Permis de travail immédiats et perspectives d'avenir
L'approche adoptée par l'Union européenne à l'égard des réfugiés ukrainiens marque un tournant dans la direction d'une intégration plus rapide des demandeurs d'asile sur le marché du travail. En autorisant la délivrance immédiate de permis de travail et la reconnaissance accélérée des qualifications, Merz estime que l'Allemagne peut bénéficier d'une main d'œuvre qualifiée tout en réduisant sa dépendance aux prestations sociales. Cette mesure, a-t-il soutenu, aiderait les réfugiés à devenir autonomes et à contribuer à l'économie plutôt que de dépendre des aides de l'État.

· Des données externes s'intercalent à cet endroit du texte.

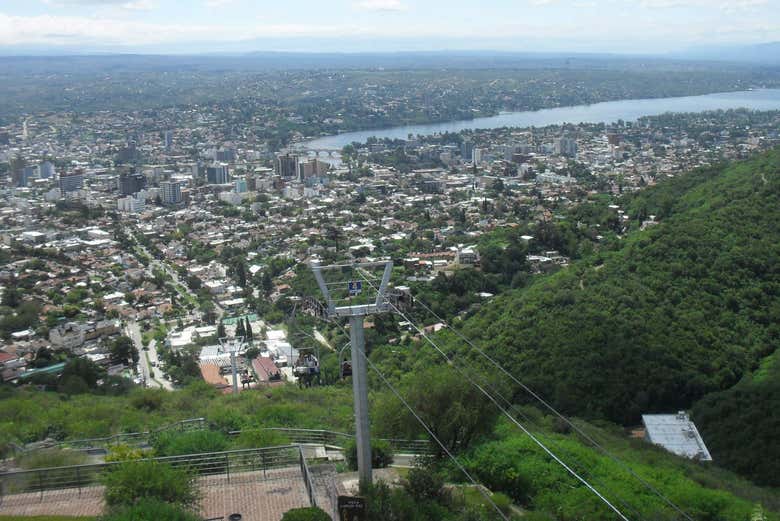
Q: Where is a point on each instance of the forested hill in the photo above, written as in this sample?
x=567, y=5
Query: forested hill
x=683, y=309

Défis et incertitudes dans les perspectives de coalition
Malgré le caractère ambitieux du programme de l'Union, des questions subsistent quant à sa viabilité dans un gouvernement de coalition. Les analystes soulignent que la mise en œuvre de politiques d'asile strictes et de réformes de la protection sociale pourrait se heurter à la résistance de partenaires potentiels de coalition, tels que les Verts ou le SPD. Néanmoins, la CDU et la CSU présentent leurs propositions comme des étapes décisives pour relever les défis économiques et financiers de l'Allemagne.
En combinant baisses d'impôts, réformes de la protection sociale et politiques migratoires plus strictes, l'Union entend mettre en place un plan global de revitalisation économique. Merz a souligné que la croissance économique, la compétitivité et des dépenses responsables sont essentielles pour assurer l'avenir de l'Allemagne.